Exercise 3: To complete this exercise I used the Multi-Distance Spatial Cluster Analysis (Ripley's K Function) (Spatial Statistics) which Determines whether features, or the values associated with features, exhibit statistically significant clustering or dispersion over a range of distances using Beginning Distance of 200 and Distance Increment of 100. Followed with performing calculate field to find the difference between Observed K and Hi confidence interval then from this calculation I created a graph.

Exercise 4: to complete this exercise I used the aggregate point tool to convert the patron location point feature into a polygon feature then I used the spatial join tool to Joins attributes from the newly create polygon feature to the grid. Next, I performed the Spatial Autocorrelation (Global Moran's I) which Measures spatial autocorrelation based on feature locations and attribute values using the Global Moran's I statistic 6 times using Test distances between 2800 ft - 3800 ft with 200 ft increments.

Process diagram

During the completion of this assisment I learn about how Ripley's K function can be used to examine the clustering of a certain plant species. Additionally, regional search may be done for the significance of clustering rather than using only the next nearest neighbor using this tool.

New Problem Description Ripley's K function can be used to examine the clustering of longleaf pines species present in a site where gopher tortoise resides.

Data Needed Shapefile of nature preserve from NC OneMap. Data on longleaf pines from Forest manager including GPS locations of trees and another table with gopher burrows count(all data containing field tract.).

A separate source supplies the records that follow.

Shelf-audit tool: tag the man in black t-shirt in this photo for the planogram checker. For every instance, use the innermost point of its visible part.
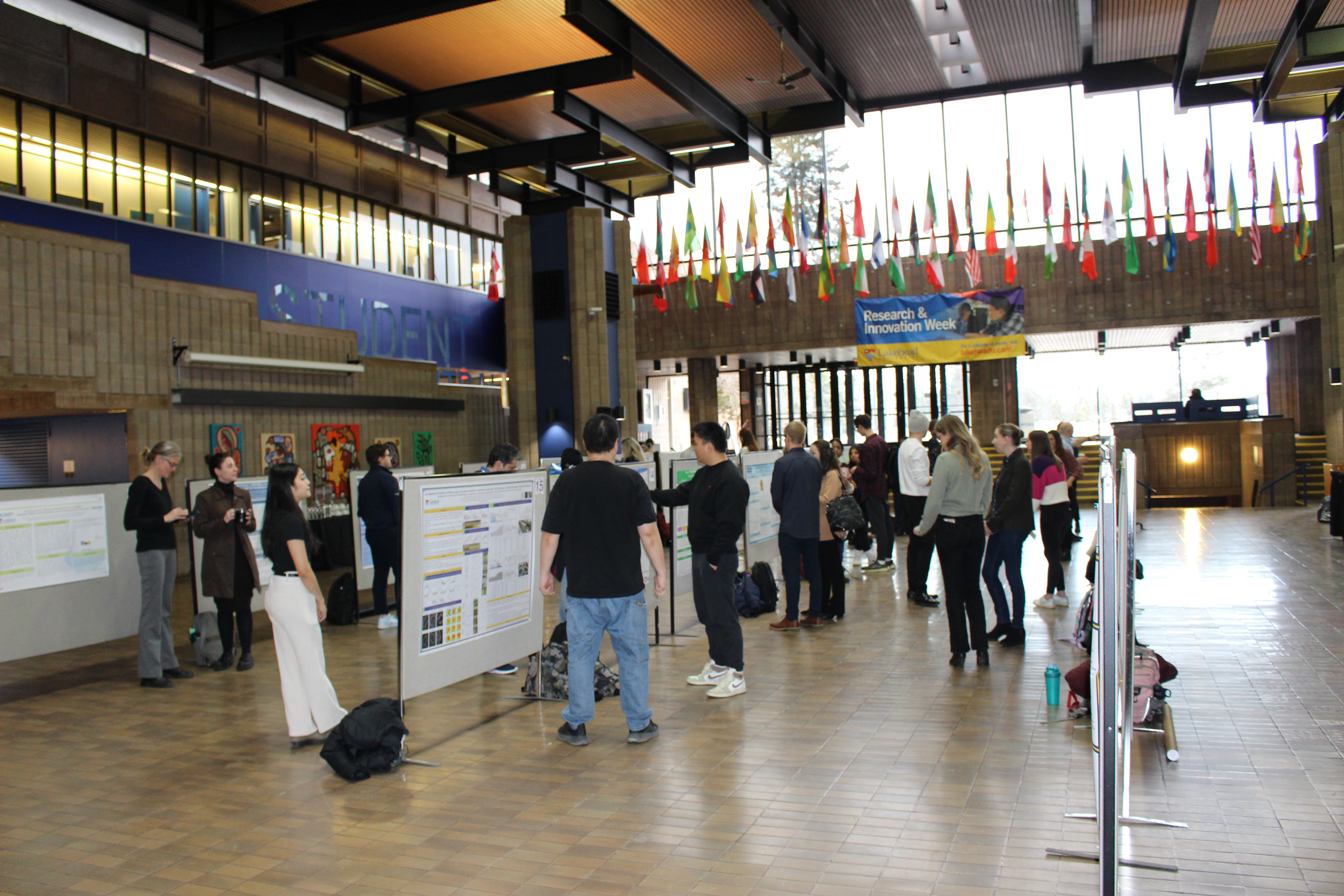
(604, 514)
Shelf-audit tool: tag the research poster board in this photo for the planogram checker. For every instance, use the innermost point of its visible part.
(53, 541)
(256, 487)
(762, 531)
(365, 569)
(97, 597)
(471, 555)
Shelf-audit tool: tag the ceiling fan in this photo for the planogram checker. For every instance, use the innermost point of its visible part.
(784, 81)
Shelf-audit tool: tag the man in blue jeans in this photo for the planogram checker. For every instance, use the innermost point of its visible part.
(796, 494)
(1007, 526)
(605, 515)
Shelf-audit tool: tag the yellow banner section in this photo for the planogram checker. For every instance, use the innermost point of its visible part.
(947, 351)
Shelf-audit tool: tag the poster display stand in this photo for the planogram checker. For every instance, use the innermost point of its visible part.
(471, 553)
(363, 557)
(762, 533)
(256, 487)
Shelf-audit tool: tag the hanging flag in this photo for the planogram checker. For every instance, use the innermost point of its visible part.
(861, 272)
(642, 262)
(1276, 205)
(494, 293)
(930, 213)
(1255, 230)
(1150, 222)
(740, 272)
(1087, 253)
(1190, 212)
(1068, 230)
(1109, 233)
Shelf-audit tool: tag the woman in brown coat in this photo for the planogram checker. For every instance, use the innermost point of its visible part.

Analysis Procedures Use calculate field to match the field type of all my tables then add a join between gopher tortoise and longleaf pines. Followed by performing a Multi-Distance Spatial Cluster Analysis (Ripley's K Function) (Spatial Statistics) to exhibit statistically significant clustering of longleaf pines at 10 feet. And Distance Increment of 2 feet. Followed with performing calculate field to find the difference between Observed K and Hi confidence interval then from this calculation I will create graphs to show relationship.